14: ◆U7CecbhO/.[saga]
2016/07/28(木) 20:32:03.53 ID:pU98D89e0
「それでどうだった?」
速水さんを見送ったあとに訪れた喫煙室。先輩は煙を吐きながらなんでもなさそうに訊ねてきた。
俺はわざとらしくがっくりとうなだれて、煙とため息を吐いて見せる。ちょっとした嫌がらせだ。
思惑通り、先輩は焦ったようだった。
「えっ、まじ。駄目だった?」
「冗談です」
「てめえ……」
先輩はぐっと拳を握る。怖いので視線を逸らす。
「なかなか気難しい娘ですね。ずっと探り合いって感じでしたよ」
「速水は掴み所がないんだよな。距離を取って自分を守ってるのかもしれない。私たちが思っている以上に繊細なんだろうぜ」
あるいは諦観しているのか。いずれにせよ、人付き合いが苦手とまではいかなくとも、踏み込むのも踏み込まれるのも得意ではなさそうだった。

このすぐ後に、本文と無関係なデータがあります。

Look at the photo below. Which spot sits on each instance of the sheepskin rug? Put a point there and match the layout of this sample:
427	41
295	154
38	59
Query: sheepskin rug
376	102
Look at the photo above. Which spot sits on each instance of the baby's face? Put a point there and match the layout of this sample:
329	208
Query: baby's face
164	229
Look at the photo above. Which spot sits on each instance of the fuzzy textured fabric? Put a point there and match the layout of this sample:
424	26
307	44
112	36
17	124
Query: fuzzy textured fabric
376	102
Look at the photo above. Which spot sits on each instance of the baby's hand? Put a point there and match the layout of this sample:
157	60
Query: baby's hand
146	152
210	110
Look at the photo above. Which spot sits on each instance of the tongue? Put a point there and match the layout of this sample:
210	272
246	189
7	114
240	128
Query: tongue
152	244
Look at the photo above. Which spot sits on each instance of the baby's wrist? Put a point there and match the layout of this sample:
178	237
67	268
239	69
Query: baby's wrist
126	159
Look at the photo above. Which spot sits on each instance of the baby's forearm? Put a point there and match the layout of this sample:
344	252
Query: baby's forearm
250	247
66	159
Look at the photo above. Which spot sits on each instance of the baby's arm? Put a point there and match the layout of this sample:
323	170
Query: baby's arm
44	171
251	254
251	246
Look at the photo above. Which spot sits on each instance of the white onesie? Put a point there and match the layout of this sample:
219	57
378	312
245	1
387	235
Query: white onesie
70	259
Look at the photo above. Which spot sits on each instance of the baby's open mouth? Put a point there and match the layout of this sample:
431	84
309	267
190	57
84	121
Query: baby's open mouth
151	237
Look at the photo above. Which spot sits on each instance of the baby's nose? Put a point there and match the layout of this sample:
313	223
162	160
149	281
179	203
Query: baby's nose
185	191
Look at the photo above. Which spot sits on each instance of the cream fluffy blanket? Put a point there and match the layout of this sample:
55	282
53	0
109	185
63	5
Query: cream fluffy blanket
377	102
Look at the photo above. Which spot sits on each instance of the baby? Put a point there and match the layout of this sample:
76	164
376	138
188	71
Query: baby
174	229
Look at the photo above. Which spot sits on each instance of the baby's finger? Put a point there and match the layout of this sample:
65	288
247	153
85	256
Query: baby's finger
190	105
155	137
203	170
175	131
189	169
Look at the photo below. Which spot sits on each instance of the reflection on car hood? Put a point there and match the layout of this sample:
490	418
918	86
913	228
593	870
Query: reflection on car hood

「でしょうね。……面倒くさいな、俺には向かないと思うんですけど」
「お前のほうが面倒くせえよ。だから任せてるってのもあるんだが。お前は距離感絶妙だしな」
「過大評価ですよ……、そういや速水さんってもうデビューしてるんですよね」
資料によると一ヶ月前にCD一枚をリリースしている。売れ行きは最低ラインといったところか。ただ、その後は大した仕事もなく、今のところ予定もない。
直近では雑誌の企画で複数のアイドルと一緒に写った写真が数枚だけ。こう言っちゃなんだが、もったいないと思う。